Don Pompeyo llevaba los pies encharcados, y era sabido que la humedad le hacía mucho daño, le ponía nervioso y con esto se le achicaba el ánimo.
-No hay Dios, es claro, iba pensando, pero si le hubiera, podría creerse que nos está dando azotes con estos diablos de aguaceros.
Llegaron a lo alto, a la cima de aquella loma. La tapia del cementerio se destacaba en la claridad plomiza del cielo como una faja negra del horizonte. No se veía nada distintamente. Los cipreses, detrás de la tapia, se balanceaban, parecían fantasmas que se hablaban al oído, tramando algo contra los atrevidos que se acercaban a turbar la paz del camposanto.

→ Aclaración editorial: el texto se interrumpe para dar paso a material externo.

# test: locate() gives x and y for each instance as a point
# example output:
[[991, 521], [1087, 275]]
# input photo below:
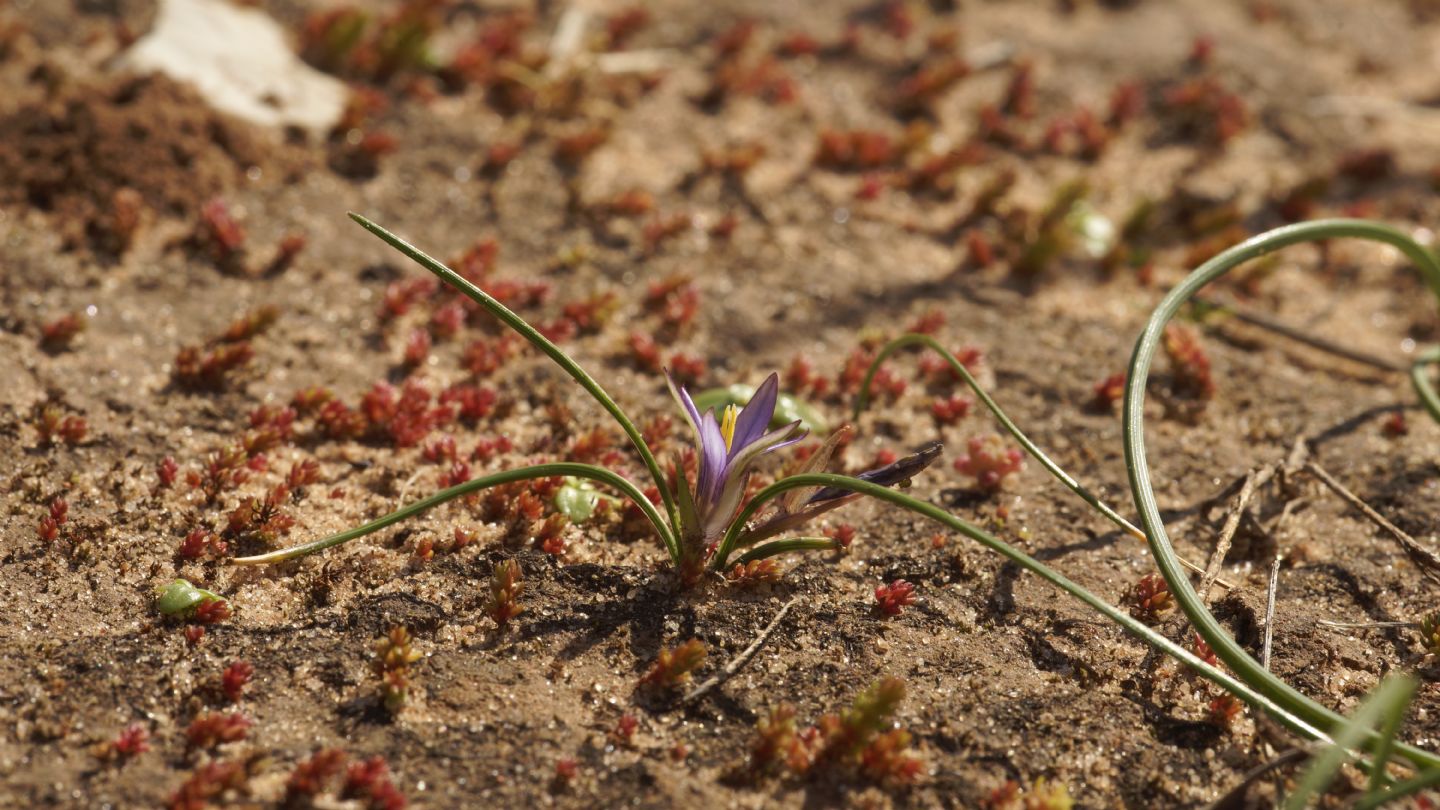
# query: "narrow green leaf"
[[1387, 704]]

En la puerta se detuvo el cortejo. Hubo algunas dificultades para entrar. Se habían olvidado ciertos pormenores y la mala fe del enterrador -tal vez la del capellán también- ponía obstáculos reglamentarios.
-¡A ver, dónde está Foja! -gritó don Pompeyo, que no se encontraba con ánimo para dar otra batalla al obscurantismo clerical.
Foja no estaba allí. Nadie le había visto en el duelo.
Don Pompeyo sintió el ánimo desfallecer. «Estoy solo; ese capitán Araña me ha dejado solo».
Sacó fuerzas de flaqueza, y ayudado por la indignación general, se impuso. El cortejo entró en el cementerio, pero no por la puerta principal, sino por una especie de brecha abierta en la tapia del corralón inmundo, estrecho y lleno de ortigas y escajos en que se enterraba a los que morían fuera de la Iglesia católica. Eran muy pocos. El enterrador actual sólo recordaba tres o cuatro entierros así.
El duelo se despidió sin ceremonia; a latigazos lo despedía el viento con disciplinas de agua helada.
Don Pompeyo Guimarán salió del cementerio el último. «Era su deber».